Among life on earth, mammals are some of the only creatures that can’t regenerate damaged hearing. Birds, frogs, fish, they all have the ability to regenerate sensory hair cells after they’re damaged.
Among life on earth, mammals are some of the only creatures that can’t regenerate damaged hearing. Birds, frogs, fish, they all have the ability to regenerate sensory hair cells after they’re damaged.
“It’s funny, but mammals are the oddballs in the animal kingdom when it comes to cochlear regeneration,” said Jingyuan Zhang, a researcher with the University of Rochester Department of Biology, in a statement. “We’re the only vertebrates that can’t do it.” Zhang is the co-author of a recent study published in the European Journal of Neuroscience describing their efforts to regrow the sensory hair cells found in the cochlea.
The cochlea is part of the inner ear. The sensory hair cells found there convert sound vibrations into the electrical signals that the brain interprets as sound. However, those hair cells can be permanently damaged from age or high volumes. In mammals, they don’t regrow.
However, Zhang and Patricia White, a research associate professor at the University of Rochester Medical Center (URMC) Del Monte Institute for Neuroscience, as well as researchers at the Massachusetts Ear and Eye Infirmary, part of Harvard Medical School, tested a theory that signaling from the EGF family of receptors participated in cochlear regeneration in mammals. They focused on ERBB2, a specific receptor found in cochlear support cells.

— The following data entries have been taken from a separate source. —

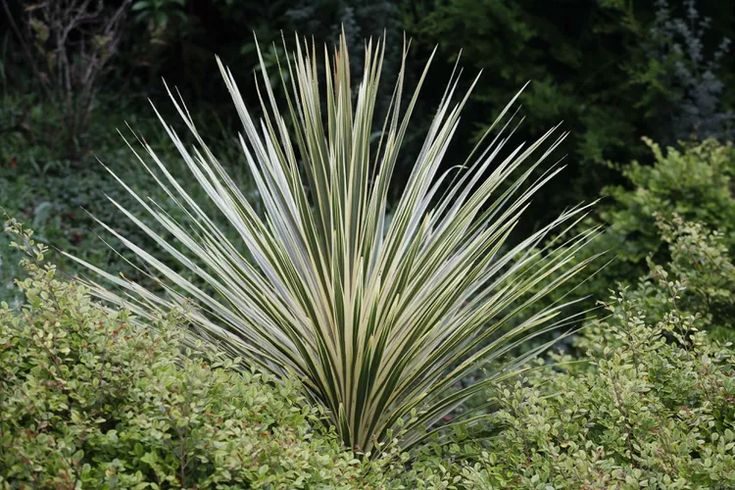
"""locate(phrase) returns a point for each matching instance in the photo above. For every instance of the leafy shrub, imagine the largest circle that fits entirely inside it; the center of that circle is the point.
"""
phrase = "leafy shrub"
(693, 184)
(649, 404)
(88, 397)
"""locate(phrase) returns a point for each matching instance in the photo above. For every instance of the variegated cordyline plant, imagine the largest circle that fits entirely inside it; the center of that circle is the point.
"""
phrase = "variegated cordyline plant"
(380, 310)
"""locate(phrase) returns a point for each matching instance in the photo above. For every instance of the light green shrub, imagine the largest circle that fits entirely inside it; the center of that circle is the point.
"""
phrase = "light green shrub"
(694, 183)
(89, 399)
(650, 404)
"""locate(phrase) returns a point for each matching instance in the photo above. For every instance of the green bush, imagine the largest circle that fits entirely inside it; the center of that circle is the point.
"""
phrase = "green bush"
(88, 398)
(694, 183)
(649, 404)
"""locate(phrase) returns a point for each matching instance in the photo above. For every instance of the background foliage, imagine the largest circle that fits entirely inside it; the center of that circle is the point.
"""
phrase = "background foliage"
(614, 71)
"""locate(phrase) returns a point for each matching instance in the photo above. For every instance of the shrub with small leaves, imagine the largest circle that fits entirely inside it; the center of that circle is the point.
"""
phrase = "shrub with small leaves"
(90, 399)
(651, 403)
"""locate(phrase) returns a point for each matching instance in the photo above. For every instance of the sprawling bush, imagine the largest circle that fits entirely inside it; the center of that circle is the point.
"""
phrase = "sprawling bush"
(89, 398)
(694, 182)
(650, 404)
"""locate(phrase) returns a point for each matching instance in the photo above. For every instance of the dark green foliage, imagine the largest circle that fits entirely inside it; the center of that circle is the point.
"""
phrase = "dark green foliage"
(613, 71)
(644, 220)
(694, 183)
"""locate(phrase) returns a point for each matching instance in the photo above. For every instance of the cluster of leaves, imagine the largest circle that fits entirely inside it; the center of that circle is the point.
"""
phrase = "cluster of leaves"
(90, 398)
(693, 184)
(612, 71)
(650, 403)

They used a variety of methods to activate the EGF signaling pathway, including a virus that targets ERBB2 receptors, and genetically modified mice that overexpressed an activated ERBB2, in addition to two drugs that were originally developed to stimulate stem cell activity in the eyes and pancreas.
White stated, “The process of repairing hearing is a complex problem and requires a series of cellular events. You have to regenerate sensory hair cells and these cells have to function properly and connect with the necessary network of neurons. This research demonstrates a signaling pathway that can be activated by different methods and could represent a new approach to cochlear regeneration and, ultimately, restoration of hearing.”
There are several biotech companies working on restoring hearing. For example, on September 27, Decibel Therapeutics, based in Boston, and Oricula Therapeutics, based in Seattle, signed an exclusive, worldwide license to develop and commercialize ORC-13661. This is an oral drug developed by Oricula to prevent hearing loss and balance disorders that may appear after treatment of severe infections with aminoglycoside antibiotics. The drug originally came out of a research collaboration between the University of Washington and the Fred Hutchinson Cancer Research Center. It was licensed to Oricula in 2013. It is currently in Phase I clinical trials.
And San Diego-based Otonomy focuses on diseases of the ear, particularly Meniere’s disease, a disorder of the inner ear that causes vertigo and hearing loss. On October 2, the company announced that it was presenting previously reported positive data from its AVERTS-2 Phase III clinical trial of Otividex in patients with Meniere’s disease at the American Academy of Otolaryngology-Head and Neck Surgery Foundation (AAO-HNSF) meeting held in Atlanta earlier this month. The drug met its primary endpoint, count of definitive vertigo days (DVD) by Poisson Regression analysis in Month 3 based on 174 patients.